Epidoc transcoding transformer bats 1.000

Hugh Cayless's transcoding transformer library (available from the Epidoc project's sourceforge site here) is indispensable for anyone working with ancient Greek texts in java or groovy. How reliable is it?

I decided to test it against two significant lists of unique Greek strings. For each list, I converted the TLG's beta code word to UTF-8, then converted the resulting UTF-8 back to beta code, and compared that result to the original. (For an overview of the TLG's beta code conventions, see this guide.)

The first list was composed of 858715 words excluding proper names. The transcoder round tripped to its starting point in 858709 cases.
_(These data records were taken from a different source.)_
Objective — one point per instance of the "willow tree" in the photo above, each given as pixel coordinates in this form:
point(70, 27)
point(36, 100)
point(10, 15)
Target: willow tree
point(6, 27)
Six failures doesn't sound bad (99.999% success rate). But look more closely: in five of the six failures, the TLG entry in fact breaks the TLG's encoding rules about order of accents, breathings and iota subscripts, while the transcoder correctly follows the rules with the consequence that its conversion back to beta code actually corrects a data entry error in the TLG! The sixth case is a sequence found only in a papyrus fragment. The beta code series o(= should represent an omicron with rough breathing and circumflex – an accentuation that is not possible in Greek.

The second word list I tried was composed of proper names, including the tricky sequences beta code introduces in its conventions for capitalization. Out of 53167 capitalized words, the transcoder round tripped perfectly in all but one – again, an error in the TLG data entry that the transcoder corrected!

That's a total of 911882 unique strings. (That's going way beyond carefully chosen unit tests!) Remarkably, the transcoder had a 100% success rate in correctly formed words.